Pablo García Baena, nuestro Pablo, entraba en un salón y lo llenaba. Si un poeta de fuera venía a Córdoba a presentar su último libro, la sala no estaba completa hasta que entraba Pablo. Daba igual que hubiera cuatro, cuarenta o cien personas entre el público: si entraba por la puerta Pablo y se sentaba en la primera fila o en cualquier sitio libre, escuchando con esa atención pura con que sabía escuchar, el poeta sentía que el viaje a Córdoba había merecido la pena, las ausencias, el cansancio y el poema. Esto empezó a suceder cuando regresó de Málaga. Hasta entonces los poetas de Córdoba habíamos andado descabezados, éramos un amasijo de brazos y de piernas, de vientres y de hombros descoyuntados a veces, con las miradas más o menos esquivas sobre el humo de los bares, cuando todavía se podía fumar en ellos. Quedaba lejos el tiempo de las tabernas de Cántico y los nombres de Ricardo Molina, Juan Bernier y Mario López estaban desvaídos por el tiempo, apenas se orillaban en las líneas de una playa dorada bajo un sol invernal. Quedaba en Madrid, muy alejado, Julio Aumente, dedicado a sus antigüedades y a sus negocios de heráldica; y quedaba, sobre todo, Pablo García Baena en Málaga. Pero de pronto apareció por aquí y ya se quedó entre nosotros, y fue como si el cuerpo de los poetas y las poetas de Córdoba hubiera encontrado, de pronto, el corazón y su cabeza. Es una sensación personal y como es lógico hablo solo en mi nombre, pero en mi caso y en el de otros amigos sucedió así. De alguna manera, como ha dicho Matilde Cabello, Pablo nos unía a todos. Eso lo estamos viendo ahora unánimemente tras su muerte, pero también pudimos disfrutarlo en vida. Como cuando llegabas a su casa en Navidad y te sentabas en su mesa camilla, te ofrecía algo de beber --en mi caso, un Machaco-- y te abría su Despensa de Palacio --en mi caso, hojaldre relleno de naranja--, te enseñaba el Belén y entonces ya sabías que había empezado la Navidad. Quienes te encontraras sentados en esa mesa, bajo el retrato augusto de un juvenil Alfonso XII, inmediatamente pasaban a ser amigos tuyos. Dentro y fuera del reino. Porque lo que unía Pablo no lo podía separar ni el hombre ni la vanidad poética.
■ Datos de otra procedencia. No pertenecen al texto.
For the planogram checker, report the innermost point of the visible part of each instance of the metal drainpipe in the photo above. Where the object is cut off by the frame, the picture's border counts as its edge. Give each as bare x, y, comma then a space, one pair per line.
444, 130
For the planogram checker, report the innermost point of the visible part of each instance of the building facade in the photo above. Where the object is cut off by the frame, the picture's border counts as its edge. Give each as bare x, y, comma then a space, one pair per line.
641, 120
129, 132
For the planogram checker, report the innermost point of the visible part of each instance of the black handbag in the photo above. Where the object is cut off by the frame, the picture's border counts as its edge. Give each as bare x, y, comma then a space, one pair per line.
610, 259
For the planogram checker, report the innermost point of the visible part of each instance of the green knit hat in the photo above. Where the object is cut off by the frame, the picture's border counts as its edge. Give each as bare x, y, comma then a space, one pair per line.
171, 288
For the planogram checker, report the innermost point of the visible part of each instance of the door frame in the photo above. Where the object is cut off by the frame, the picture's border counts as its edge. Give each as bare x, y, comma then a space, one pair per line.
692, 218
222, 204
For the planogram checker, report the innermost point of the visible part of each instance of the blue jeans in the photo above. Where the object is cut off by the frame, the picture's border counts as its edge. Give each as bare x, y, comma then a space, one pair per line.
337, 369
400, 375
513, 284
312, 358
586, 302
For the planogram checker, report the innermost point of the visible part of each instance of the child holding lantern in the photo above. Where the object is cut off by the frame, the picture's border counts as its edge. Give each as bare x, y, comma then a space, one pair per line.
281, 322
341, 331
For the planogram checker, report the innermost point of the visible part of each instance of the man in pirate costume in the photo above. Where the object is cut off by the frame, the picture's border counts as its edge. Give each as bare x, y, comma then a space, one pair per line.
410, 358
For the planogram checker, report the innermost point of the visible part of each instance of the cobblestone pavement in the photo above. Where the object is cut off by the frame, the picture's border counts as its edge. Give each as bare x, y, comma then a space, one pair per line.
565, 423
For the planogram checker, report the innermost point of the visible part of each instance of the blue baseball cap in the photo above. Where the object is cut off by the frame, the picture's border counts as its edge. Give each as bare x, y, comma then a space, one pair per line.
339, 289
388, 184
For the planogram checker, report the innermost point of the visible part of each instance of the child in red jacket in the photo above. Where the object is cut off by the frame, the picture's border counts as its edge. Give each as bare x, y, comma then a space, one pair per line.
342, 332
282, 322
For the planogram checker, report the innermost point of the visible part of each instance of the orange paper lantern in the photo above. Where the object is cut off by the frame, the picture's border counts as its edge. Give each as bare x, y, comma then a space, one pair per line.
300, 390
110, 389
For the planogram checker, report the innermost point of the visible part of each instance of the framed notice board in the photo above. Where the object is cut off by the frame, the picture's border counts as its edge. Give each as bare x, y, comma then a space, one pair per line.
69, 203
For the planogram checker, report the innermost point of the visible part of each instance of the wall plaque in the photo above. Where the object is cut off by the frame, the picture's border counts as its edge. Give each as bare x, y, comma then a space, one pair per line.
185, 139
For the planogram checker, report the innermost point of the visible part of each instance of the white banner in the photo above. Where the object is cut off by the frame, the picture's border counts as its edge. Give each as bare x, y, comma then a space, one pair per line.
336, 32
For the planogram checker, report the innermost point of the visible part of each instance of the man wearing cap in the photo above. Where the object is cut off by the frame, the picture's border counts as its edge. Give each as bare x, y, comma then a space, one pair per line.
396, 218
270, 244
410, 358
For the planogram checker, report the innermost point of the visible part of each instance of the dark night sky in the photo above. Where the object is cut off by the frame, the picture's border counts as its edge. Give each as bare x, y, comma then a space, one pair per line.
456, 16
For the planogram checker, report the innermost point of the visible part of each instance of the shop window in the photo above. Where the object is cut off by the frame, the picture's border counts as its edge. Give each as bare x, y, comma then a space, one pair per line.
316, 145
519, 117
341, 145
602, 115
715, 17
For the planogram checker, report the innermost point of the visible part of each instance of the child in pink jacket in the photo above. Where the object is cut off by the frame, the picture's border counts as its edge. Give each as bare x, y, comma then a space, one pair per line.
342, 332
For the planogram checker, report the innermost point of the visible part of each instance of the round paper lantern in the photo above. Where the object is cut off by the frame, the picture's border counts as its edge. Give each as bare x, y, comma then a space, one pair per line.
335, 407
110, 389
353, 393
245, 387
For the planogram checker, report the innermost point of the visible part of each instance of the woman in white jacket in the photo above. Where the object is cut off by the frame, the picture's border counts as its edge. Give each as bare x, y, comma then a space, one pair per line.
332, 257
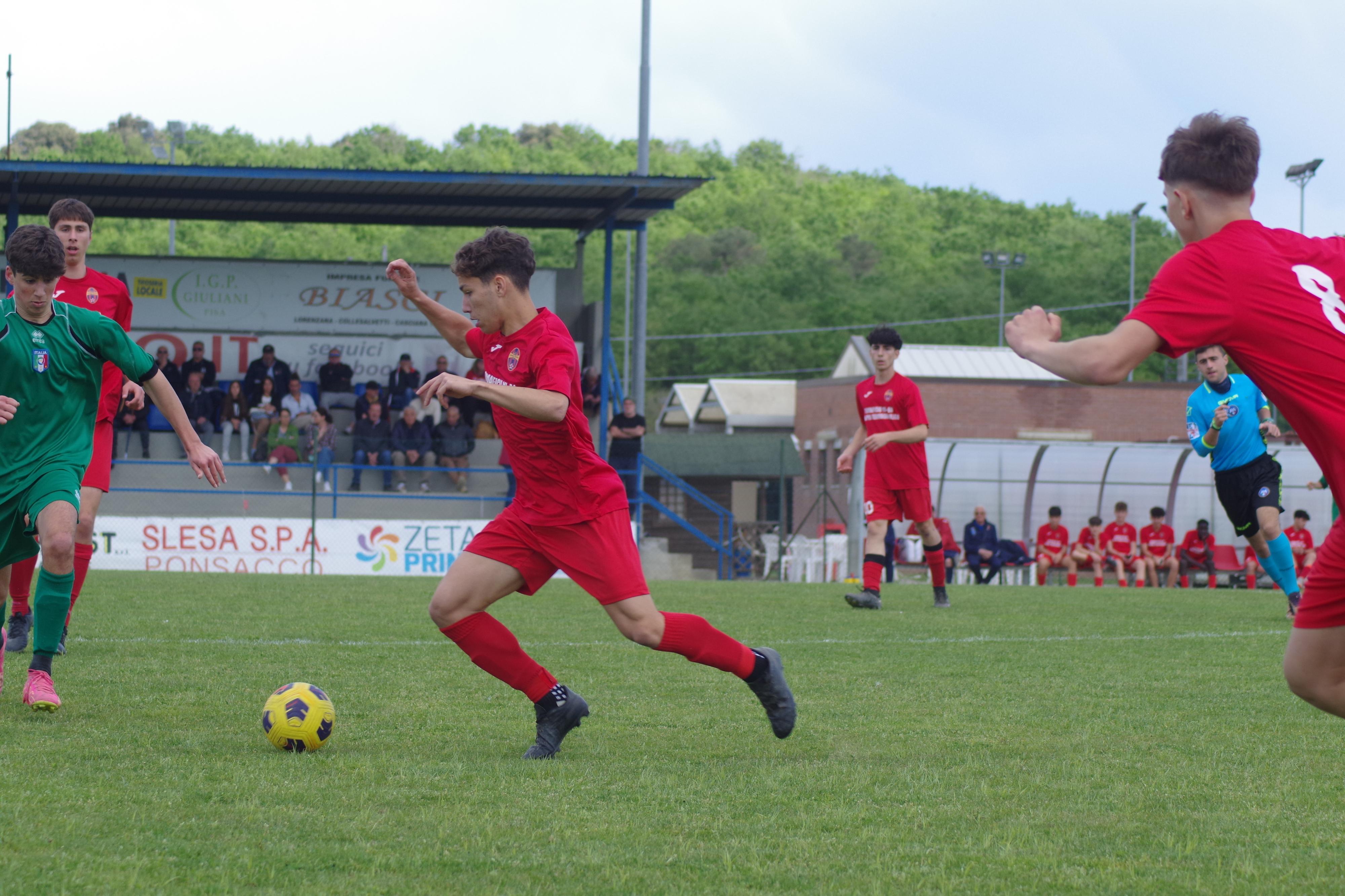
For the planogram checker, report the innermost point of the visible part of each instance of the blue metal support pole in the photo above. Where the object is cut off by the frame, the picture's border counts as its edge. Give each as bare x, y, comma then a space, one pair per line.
605, 412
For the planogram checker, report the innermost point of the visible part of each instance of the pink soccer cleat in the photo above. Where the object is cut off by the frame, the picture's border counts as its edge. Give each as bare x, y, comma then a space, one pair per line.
40, 693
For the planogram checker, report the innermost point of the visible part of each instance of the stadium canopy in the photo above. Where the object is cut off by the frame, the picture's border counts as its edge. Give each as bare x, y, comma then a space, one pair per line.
583, 204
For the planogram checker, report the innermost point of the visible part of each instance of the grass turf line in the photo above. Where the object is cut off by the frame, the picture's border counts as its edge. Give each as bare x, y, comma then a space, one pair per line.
1027, 740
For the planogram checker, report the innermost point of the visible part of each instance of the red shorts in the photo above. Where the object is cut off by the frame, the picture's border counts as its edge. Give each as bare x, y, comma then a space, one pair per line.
99, 476
898, 504
1324, 595
599, 555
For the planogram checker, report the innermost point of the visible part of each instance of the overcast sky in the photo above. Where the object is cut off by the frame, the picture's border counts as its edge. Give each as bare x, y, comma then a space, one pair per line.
1038, 101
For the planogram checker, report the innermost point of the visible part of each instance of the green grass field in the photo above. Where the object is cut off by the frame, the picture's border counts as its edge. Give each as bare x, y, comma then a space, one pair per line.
1027, 740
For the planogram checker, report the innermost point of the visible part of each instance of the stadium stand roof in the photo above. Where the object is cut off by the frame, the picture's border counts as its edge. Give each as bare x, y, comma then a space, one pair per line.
340, 196
944, 362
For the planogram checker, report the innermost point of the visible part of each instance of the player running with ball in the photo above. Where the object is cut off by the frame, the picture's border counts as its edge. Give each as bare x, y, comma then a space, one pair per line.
1273, 300
52, 368
896, 476
571, 511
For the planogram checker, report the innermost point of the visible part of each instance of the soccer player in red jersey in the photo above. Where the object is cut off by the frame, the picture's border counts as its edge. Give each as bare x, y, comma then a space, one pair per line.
1121, 544
1198, 549
896, 476
1159, 547
1273, 300
571, 511
87, 288
1089, 549
1054, 549
1301, 540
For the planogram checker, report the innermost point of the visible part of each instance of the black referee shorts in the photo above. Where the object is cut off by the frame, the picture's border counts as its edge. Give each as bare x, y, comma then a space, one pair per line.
1243, 490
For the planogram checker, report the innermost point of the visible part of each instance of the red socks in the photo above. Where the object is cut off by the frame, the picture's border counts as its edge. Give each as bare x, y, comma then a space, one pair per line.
938, 572
21, 584
703, 644
874, 567
83, 555
496, 649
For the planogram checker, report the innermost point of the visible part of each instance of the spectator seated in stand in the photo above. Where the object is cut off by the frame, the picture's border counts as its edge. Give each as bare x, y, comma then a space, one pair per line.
299, 404
981, 541
1159, 545
1198, 549
284, 447
1121, 545
334, 382
403, 384
454, 443
627, 434
263, 412
235, 415
362, 404
592, 388
200, 407
373, 446
1054, 549
198, 364
1301, 540
412, 446
1089, 549
259, 370
131, 421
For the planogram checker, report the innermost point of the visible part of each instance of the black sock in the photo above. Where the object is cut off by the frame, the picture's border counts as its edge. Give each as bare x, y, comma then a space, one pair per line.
555, 697
759, 670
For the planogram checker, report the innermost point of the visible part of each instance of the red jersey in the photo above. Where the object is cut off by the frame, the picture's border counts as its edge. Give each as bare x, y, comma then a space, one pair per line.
1300, 539
1118, 537
1195, 547
562, 480
1273, 300
1052, 539
894, 407
1157, 539
108, 296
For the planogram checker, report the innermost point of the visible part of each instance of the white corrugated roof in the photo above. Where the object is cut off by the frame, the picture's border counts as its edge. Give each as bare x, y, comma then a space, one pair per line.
958, 362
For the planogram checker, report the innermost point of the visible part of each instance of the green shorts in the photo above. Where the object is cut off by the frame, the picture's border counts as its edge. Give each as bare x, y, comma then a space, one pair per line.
59, 484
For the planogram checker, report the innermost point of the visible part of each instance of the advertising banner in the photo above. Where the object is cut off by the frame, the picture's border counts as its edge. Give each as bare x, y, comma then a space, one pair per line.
283, 547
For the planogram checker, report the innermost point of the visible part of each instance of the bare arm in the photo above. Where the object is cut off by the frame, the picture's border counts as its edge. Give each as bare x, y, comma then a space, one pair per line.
451, 325
204, 461
1098, 361
535, 404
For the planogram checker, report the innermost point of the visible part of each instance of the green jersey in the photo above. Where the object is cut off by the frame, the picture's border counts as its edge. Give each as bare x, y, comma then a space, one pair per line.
54, 370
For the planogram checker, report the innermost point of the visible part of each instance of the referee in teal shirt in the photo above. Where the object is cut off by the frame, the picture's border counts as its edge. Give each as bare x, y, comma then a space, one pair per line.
1229, 420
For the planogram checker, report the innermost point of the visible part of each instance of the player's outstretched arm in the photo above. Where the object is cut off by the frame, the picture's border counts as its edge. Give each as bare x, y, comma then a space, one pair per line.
204, 461
451, 325
1096, 361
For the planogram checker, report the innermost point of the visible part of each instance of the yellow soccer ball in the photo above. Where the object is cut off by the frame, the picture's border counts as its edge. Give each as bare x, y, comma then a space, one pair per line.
299, 718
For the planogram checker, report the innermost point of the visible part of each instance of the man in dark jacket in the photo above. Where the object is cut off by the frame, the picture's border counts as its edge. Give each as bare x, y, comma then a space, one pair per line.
266, 366
198, 364
981, 541
373, 446
454, 443
403, 384
412, 446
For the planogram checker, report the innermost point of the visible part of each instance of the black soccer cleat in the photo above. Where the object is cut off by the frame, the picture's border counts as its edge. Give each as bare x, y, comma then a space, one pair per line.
555, 723
775, 695
17, 638
867, 599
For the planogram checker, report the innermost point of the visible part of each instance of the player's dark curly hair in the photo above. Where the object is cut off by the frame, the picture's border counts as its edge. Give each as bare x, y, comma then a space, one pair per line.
886, 337
498, 252
37, 252
1214, 153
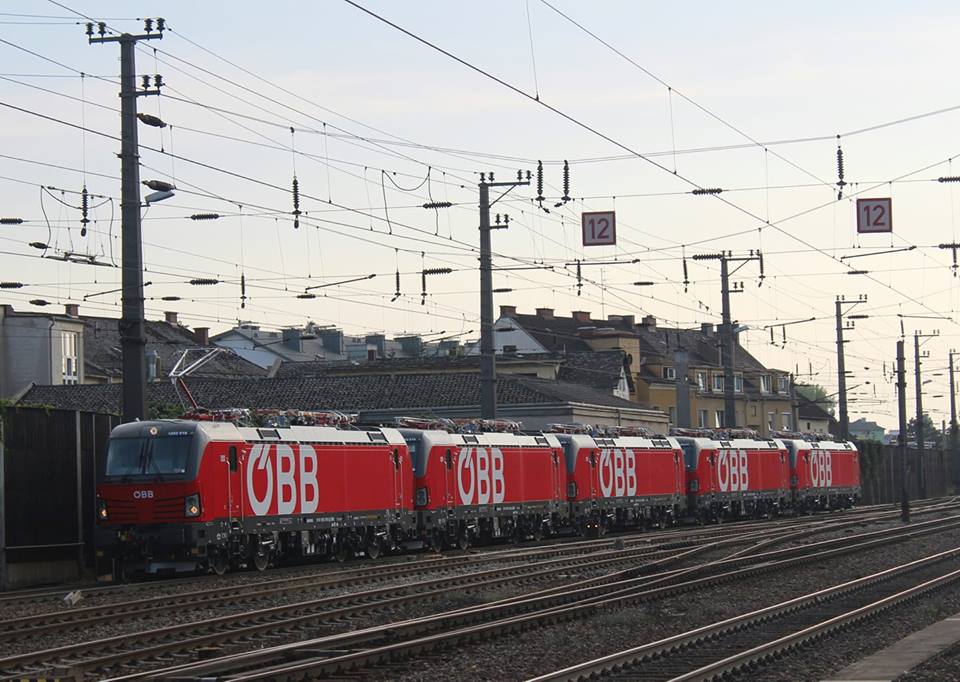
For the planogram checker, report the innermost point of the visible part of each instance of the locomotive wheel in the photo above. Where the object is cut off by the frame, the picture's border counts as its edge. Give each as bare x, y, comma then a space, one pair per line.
261, 559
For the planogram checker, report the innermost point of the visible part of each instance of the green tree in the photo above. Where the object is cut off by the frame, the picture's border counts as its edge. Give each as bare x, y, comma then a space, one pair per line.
816, 394
930, 431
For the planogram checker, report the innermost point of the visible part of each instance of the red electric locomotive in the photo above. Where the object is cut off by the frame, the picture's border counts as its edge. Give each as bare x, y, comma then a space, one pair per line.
185, 495
735, 478
478, 487
623, 481
825, 474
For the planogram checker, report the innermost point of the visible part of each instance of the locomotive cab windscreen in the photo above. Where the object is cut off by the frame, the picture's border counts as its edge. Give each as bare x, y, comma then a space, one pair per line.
143, 451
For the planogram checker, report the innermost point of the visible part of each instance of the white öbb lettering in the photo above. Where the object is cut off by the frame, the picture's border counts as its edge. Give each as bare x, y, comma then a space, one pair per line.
618, 473
282, 475
480, 476
821, 468
733, 471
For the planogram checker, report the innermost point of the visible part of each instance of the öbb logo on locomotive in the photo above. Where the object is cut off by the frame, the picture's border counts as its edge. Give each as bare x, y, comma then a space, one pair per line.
733, 471
618, 473
480, 477
278, 472
821, 469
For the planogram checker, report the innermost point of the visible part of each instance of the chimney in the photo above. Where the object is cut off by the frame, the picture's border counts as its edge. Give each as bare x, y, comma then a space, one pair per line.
332, 340
291, 339
545, 313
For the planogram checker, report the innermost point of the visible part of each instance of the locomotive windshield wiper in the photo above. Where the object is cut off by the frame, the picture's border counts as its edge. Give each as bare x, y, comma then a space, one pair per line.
149, 460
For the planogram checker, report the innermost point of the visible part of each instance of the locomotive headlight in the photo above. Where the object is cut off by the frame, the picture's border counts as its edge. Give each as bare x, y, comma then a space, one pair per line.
191, 505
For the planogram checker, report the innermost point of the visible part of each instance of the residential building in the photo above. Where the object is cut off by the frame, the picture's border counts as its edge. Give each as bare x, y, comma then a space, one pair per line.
39, 348
267, 348
70, 348
763, 395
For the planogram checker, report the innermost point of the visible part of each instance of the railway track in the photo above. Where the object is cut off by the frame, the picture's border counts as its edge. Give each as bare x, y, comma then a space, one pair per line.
374, 646
739, 644
95, 657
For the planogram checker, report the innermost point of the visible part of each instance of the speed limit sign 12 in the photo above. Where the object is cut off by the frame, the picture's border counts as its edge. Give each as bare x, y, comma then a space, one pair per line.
599, 228
875, 215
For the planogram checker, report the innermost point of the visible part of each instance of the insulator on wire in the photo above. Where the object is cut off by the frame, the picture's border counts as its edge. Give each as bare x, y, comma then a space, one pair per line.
396, 295
296, 203
159, 185
841, 183
84, 209
540, 182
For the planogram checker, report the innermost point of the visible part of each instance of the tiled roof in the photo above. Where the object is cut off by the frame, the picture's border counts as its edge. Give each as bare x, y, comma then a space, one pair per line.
600, 369
102, 357
346, 393
569, 334
558, 335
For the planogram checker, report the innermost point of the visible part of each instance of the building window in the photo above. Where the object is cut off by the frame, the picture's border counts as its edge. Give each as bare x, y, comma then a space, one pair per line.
70, 341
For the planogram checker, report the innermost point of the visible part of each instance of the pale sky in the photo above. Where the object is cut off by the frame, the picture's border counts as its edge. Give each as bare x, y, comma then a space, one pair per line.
771, 73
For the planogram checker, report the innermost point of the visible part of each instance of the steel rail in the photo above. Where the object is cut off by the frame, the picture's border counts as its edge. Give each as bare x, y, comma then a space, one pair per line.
482, 622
Pero claro, qué ibas a esperar de un poeta que en la cúspide de su gloria siempre comenzaba sus intervenciones públicas recordando a todos sus amigos de Cántico. Que cuando supo de la posibilidad de que se hiciera una fundación que llevara su nombre, él contestó que la fundación, en todo caso, de hacerse, debía llamarse Fundación Cántico. Que se indignaba cuando alguien trataba de excluir del grupo a Mario López, por el tono y el tema distinto en sus poemas, más rurales y alejados del paganismo devoto de Cántico, de la sensualidad de cuerpos sobre el lecho encendido y boreal del río caliente de Córdoba en verano. Qué vas a esperar de un hombre que ha entendido la amistad como la mejor lealtad a sí mismo, y que te hablaba de su gran amigo, el pontanés Ricardo Molina, con la misma emoción que si lo hubiera visto el día anterior en su casa de la calle Lineros, cuando llevaba casi cincuenta años muerto. Qué vas a esperar de alguien que se lamentaba íntimamente porque el mismo Ricardo, el más escritor de todos, el que más había batallado por la gloria literaria de Cántico y había escrito aquí y allá buscando nuevas alianzas con los poetas del norte y con los castellanos, para ver cómo Cántico caía en el olvido más desolador, no pudiera asistir solo por unos años al redescubrimiento del grupo y la revista por el joven Guillermo Carnero, y a su posterior coronación como movimiento de libertad, lujo y sensualismo verbal que lo hermanaba con el 27. Alguien así, alguien tan especial y puro como Pablo, necesariamente tendía a concitar la amistad en su mesa, una cordialidad que te llevabas puesta bajo el abrigo.

Guillermo Carnero y Luis Antonio de Villena lo redescubrieron desde el olimpo novísimo, mientras Carlos Clementson, el gran estudioso de Ricardo, mantuvo vivo su recuerdo antes de la explosión final, cuando los homenajes cayeron en cascada. Se sentía agradecido por el reconocimiento de su obra poética y trataba de extenderlo, siempre, al resto de sus amigos de Cántico. Pablo García Baena vivía, hoy más que nunca, fuera de su época: en una realidad que nos coloca un tweet en la frente en cuanto despegamos los labios, él era un ser único, brillante, inclasificable. Solo sé una cosa: la conversación continúa. Seguiremos hablando, querido Pablo, hasta que el tiempo acabe.